Targeting the ERK/NF-κB/Snail1 pathway as a potential therapeutic strategy to prevent the failure of peritoneal dialysis

Peritoneal dialysis is frequently used as an alternative to haemodialysis for the treatment of end-stage renal disease. The peritoneum acts in dialysis as a semipermeable membrane across which ultrafiltration and diffusion take place. Continual exposure to bio-incompatible solutions and episodes of peritonitis or haemoperitoneum damage the peritoneal membrane, which progressively undergoes fibrosis and angiogenesis, leading ultimately to ultrafiltration failure. Changes induced by prolonged inflammatory stimuli in peritoneal mesothelial cells are reminiscent of those occurring during epithelial-to-mesenchymal transition (EMT). Thus, the mechanistic regulation of EMT genesis in the peritoneal membrane is relevant from both basic and clinical perspectives. In our study, we reproduced EMT in vitro by treating primary mesothelial cells with effluent from patients undergoing peritoneal dialysis or by co-stimulation with transforming growth factor (TGF)-β1 and interleukin (IL)-1β. All of the aforementioned stimuli induced a genuine EMT, characterised by reduced E-cadherin and cytokeratin expression, cell scattering, and spindle-like morphology.

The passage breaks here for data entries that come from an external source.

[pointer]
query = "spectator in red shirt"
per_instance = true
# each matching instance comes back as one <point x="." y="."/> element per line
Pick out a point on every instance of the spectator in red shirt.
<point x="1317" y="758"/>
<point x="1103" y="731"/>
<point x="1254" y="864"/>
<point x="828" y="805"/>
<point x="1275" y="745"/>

We tried to identify the molecular mechanisms underlying this phenomenon and concluded that Snail1, induced by both ERK and NF-κB, is a master molecule that induces EMT in this experimental system. Interestingly, the blockage of ERK/NF-κB/Snail1 signalling in ex vivo cultured mesothelial cells from patients undergoing peritoneal dialysis reverted morphological and biochemical EMT in these cells. Modulation of the ERK/NF-κB/Snail1 activation pathway may thus provide a means of counteracting the progressive alteration of the peritoneal membrane and prolong the viability of peritoneal dialysis for the treatment of uremic patients.